Bruxelles, XVIe siècle.

La foule est nombreuse, mais silencieuse, grave. Les gens sont venus de partout.

Un chariot progresse lentement à travers cette marée humaine. À bord, se trouvent deux hommes. En chemise blanche, le col ouvert, fiers et droits. Ils ont été condamnés à mort et, bientôt, vont être décapités.

Nous sommes le 5 juin 1568 et, dans quelques instants, les comtes d’Egmont et Hornes vont être exécutés. Pourquoi ?

Remontons deux ans auparavant. En Flandre, une chapelle a fait l’objet d’une attaque en règle, durant laquelle toutes les statues des saints ont été détruites. Un évènement qui mit irrémédiablement le feu aux poudres.

La furie protestante va alors se répandre sur une grande partie de notre territoire. De nombreuses églises et des couvents seront saccagés.

 

Philippe II d’Espagne, roi catholique qui règne sur nos provinces pour mettre fin aux troubles et mater les protestants, réagit en envoyant chez nous le duc d’Albe, pour faire arrêter le comte d’Egmont, gouverneur de la Flandre et de l’Artois, ainsi que le comte de Hornes.

Tous deux sont certes catholiques, mais opposés à la violence de la répression contre les protestants.

Chevaliers de la Toison d’or ayant osé critiquer la politique royale, ils sont accusés du crime de lèse-majesté. Une accusation qui équivaut à une sentence de mort…

Le décès tragique d’Egmont et de Hornes fera beaucoup de bruit à l’époque. Les deux comtes seront considérés comme des héros ayant affronté, au péril de leur vie, le despotisme et l’intolérance religieuse.

Montaigne parlera d’ailleurs de « cette tragédie que le duc d’Albe nous fit voir à Bruxelles. »

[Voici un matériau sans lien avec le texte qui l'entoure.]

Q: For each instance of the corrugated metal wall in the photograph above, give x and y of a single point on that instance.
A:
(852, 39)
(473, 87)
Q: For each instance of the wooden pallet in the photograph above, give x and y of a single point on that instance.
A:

Statuedes comtes d’Egmont et de Horne, par Charles-Auguste Fraikin, au Petit Sablon à Bruxelles

Voltaire, Goethe et Schiller, quant à eux, les présenteront dans leurs écrits comme de véritables « héros de la liberté », tandis que, bien des années plus tard, le grand Beethoven composera une musique intitulée Egmont.

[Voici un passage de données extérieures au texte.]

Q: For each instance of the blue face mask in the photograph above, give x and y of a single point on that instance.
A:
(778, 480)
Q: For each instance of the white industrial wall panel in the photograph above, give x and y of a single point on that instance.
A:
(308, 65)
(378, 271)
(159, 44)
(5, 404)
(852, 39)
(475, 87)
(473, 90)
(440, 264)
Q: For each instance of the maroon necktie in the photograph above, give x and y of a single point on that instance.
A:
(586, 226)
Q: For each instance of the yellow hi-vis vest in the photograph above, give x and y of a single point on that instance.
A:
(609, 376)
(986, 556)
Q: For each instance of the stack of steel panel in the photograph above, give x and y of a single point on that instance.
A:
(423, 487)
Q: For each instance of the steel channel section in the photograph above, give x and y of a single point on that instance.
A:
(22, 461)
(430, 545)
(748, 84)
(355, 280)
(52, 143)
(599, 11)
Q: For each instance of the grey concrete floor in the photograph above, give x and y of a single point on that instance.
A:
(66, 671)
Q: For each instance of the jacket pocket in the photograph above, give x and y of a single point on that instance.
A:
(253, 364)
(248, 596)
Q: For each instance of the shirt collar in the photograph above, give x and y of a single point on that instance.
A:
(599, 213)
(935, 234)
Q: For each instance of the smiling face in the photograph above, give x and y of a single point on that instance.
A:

Le jeune État belge, lui, fera des deux comtes des « héros nationaux », luttant avant la lettre pour l’indépendance de leur pays !

Si vous passez par la Grand Place, imaginez, au milieu de celle-ci, une plateforme de bois surélevée avec, en son centre, un billot et un bourreau. C’est là, à cet endroit aujourd’hui si paisible, qu’eut lieu cette exécution.

En 1859, Bruxelles érigea un monument à ses deux martyrs. D’abord installée sur la Grand-Place, la sculpture, qui représente les deux amis se dirigeant vers l’échafaud, fut transférée en 1890 au Petit Sablon où l’on peut toujours les voir et imaginer ce terrible moment de répression sanguinaire.